Table of Contents
Journal of Difference Equations
Volume 2014, Article ID 210754, 9 pages
Research Article

Application of Hybrid Functions for Solving Duffing-Harmonic Oscillator

1Department of Mathematics, Yazd University, Yazd, Iran
2Department of Mathematics, Islamic Azad University, Shahrekord Branch, Shahrekord, Iran
3Department of Mathematics, Islamic Azad University, Yazd Branch, Yazd, Iran

Received 9 April 2014; Revised 26 July 2014; Accepted 28 July 2014; Published 14 August 2014

Academic Editor: Athanassios G. Bratsos

Copyright © 2014 Mohammad Heydari et al. This is an open access article distributed under the Creative Commons Attribution License, which permits unrestricted use, distribution, and reproduction in any medium, provided the original work is properly cited.

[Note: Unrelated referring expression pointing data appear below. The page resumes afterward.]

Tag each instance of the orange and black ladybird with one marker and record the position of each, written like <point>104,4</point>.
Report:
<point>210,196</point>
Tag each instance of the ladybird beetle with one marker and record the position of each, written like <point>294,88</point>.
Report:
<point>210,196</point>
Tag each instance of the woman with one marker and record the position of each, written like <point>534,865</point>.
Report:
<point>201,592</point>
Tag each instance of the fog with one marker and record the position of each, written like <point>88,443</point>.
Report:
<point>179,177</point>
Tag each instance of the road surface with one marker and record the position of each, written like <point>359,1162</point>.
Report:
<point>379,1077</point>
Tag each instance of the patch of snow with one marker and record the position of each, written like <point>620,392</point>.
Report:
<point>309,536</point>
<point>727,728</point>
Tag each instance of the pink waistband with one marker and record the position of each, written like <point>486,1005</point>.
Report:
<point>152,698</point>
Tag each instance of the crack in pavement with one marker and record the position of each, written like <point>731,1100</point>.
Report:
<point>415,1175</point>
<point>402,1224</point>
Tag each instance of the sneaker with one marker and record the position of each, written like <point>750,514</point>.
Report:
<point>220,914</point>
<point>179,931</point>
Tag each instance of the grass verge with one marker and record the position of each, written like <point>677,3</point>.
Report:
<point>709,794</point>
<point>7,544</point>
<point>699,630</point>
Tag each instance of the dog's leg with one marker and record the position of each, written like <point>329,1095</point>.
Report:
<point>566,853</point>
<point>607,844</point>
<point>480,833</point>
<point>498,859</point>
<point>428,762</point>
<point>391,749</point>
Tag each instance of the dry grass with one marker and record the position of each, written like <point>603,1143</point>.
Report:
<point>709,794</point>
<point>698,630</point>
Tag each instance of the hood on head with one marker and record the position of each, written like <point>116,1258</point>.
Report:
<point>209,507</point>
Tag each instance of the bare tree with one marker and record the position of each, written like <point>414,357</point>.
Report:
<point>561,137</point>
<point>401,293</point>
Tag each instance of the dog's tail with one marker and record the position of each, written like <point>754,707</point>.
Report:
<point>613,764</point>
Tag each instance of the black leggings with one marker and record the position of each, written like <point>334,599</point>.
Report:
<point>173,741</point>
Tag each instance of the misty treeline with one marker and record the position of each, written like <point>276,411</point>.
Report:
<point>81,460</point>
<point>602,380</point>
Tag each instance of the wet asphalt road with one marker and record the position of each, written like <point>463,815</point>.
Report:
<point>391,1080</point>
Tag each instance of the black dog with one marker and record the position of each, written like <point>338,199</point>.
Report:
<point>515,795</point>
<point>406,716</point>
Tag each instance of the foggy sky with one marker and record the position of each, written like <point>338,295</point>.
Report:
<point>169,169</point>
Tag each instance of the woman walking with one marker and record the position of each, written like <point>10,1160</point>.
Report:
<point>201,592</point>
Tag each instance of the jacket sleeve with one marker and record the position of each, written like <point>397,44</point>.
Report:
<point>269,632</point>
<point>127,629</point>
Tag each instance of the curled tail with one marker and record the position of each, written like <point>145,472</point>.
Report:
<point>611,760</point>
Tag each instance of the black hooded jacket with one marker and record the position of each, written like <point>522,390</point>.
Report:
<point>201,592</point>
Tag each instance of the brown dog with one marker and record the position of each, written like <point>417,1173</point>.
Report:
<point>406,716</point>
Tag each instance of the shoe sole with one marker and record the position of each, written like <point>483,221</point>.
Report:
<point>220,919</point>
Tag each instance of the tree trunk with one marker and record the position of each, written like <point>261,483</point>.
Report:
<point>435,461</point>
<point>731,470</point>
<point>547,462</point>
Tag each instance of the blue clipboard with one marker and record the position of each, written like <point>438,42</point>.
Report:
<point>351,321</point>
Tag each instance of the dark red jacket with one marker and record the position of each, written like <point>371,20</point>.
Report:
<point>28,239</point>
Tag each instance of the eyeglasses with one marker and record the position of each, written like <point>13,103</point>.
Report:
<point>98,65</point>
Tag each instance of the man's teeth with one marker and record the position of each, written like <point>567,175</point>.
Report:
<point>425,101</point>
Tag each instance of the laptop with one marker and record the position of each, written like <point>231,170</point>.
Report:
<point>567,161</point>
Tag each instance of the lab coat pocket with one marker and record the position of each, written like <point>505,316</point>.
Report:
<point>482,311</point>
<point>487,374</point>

A numerical method for finding the solution of Duffing-harmonic oscillator is proposed. The approach is based on hybrid functions approximation. The properties of hybrid functions that consist of block-pulse and Chebyshev cardinal functions are discussed. The associated operational matrices of integration and product are then utilized to reduce the solution of a strongly nonlinear oscillator to the solution of a system of algebraic equations. The method is easy to implement and computationally very attractive. The results are compared with the exact solution and results from several recently published methods, and the comparisons showed proper accuracy of this method.